The $900 million-dollar merger between OSI Pharmaceuticals and Eyetech Pharmaceuticals could be called off because the prospects for Eyetech’s only commercialised product have been diminished by competition.

The $900 million-dollar merger between OSI Pharmaceuticals and Eyetech Pharmaceuticals could be called off because the prospects for Eyetech’s only commercialised product have been diminished by competition.

In a statement, OSI said it wanted more time to look at the impact on Eyetech’s Macugen (pegaptanib) drug for wet age-related macular degeneration (AMD) of the strong clinical data reported earlier this week for Novartis’ rival product Lucentis (ranibizumab) [[08/11/05c]].

Lucentis has the same mechanism of action as Macugen – which is sold by Pfizer in the USA – and is due to be submitted for approval next year.

Macugen is the most prescribed treatment for wet AMD, with more than 50,000 patients treated since the product was launched in January 2005, and is also being developed for diabetic eye diseases. AMD is the leading cause of blindness in people over 60.

The drug has quickly emerged as a strong alternative to the only other approved drug for AMD, Novartis’ photodynamic treatment Visudyne (verteporfin), and was being used in twice as many patients in July, according to Verispan data. Eyetech has predicted that revenues for the drug will approach $190 million in 2005 [[22/08/05c]].

However, analysts have suggested that Lucentis’ commercialisation would quickly eat into Macugen’s market share. Meanwhile, there is a raft of other AMD treatments coming through Phase II and III clinical trials, and near-term competition is also possible from of-label use of Genentech’s cancer drug Avastin (bevacizumab), which like Macugen and Lucentis also blocks vascular endothelial growth factor (VEGF).

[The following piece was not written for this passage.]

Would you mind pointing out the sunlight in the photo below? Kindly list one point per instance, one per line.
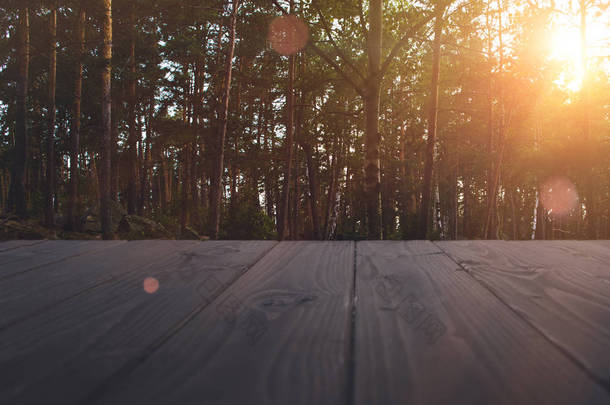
(565, 48)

OSI said it ‘has made no decision at this time not to proceed with the closing’, but wanted more time to allow its ‘board of directors to fulfill its fiduciary obligation to assess the implications of the Lucentis data’.

But Eyetech quickly put out its own statement, indicating that it fears OSI may now back away from the marriage on the grounds that the Lucentis data represents a ‘material adverse effect’ that makes the terms of the link-up void. This is the same reason that Johnson & Johnson is trying to use to break or re-negotiate its proposed merger with Guidant [[08/11/05a]].

Eyetech said: “it is clear under the merger agreement that OSI has no basis to claim either that a ‘material adverse effect’ has occurred or that OSI has any other grounds not to close the merger.”

The announcements came on the heels of news that Eyetech shareholders had voted overwhelmingly to approve the sale to OSI, which co-markets its lung and pancreatic cancer drug Tarceva (erlotinib) with Genentech.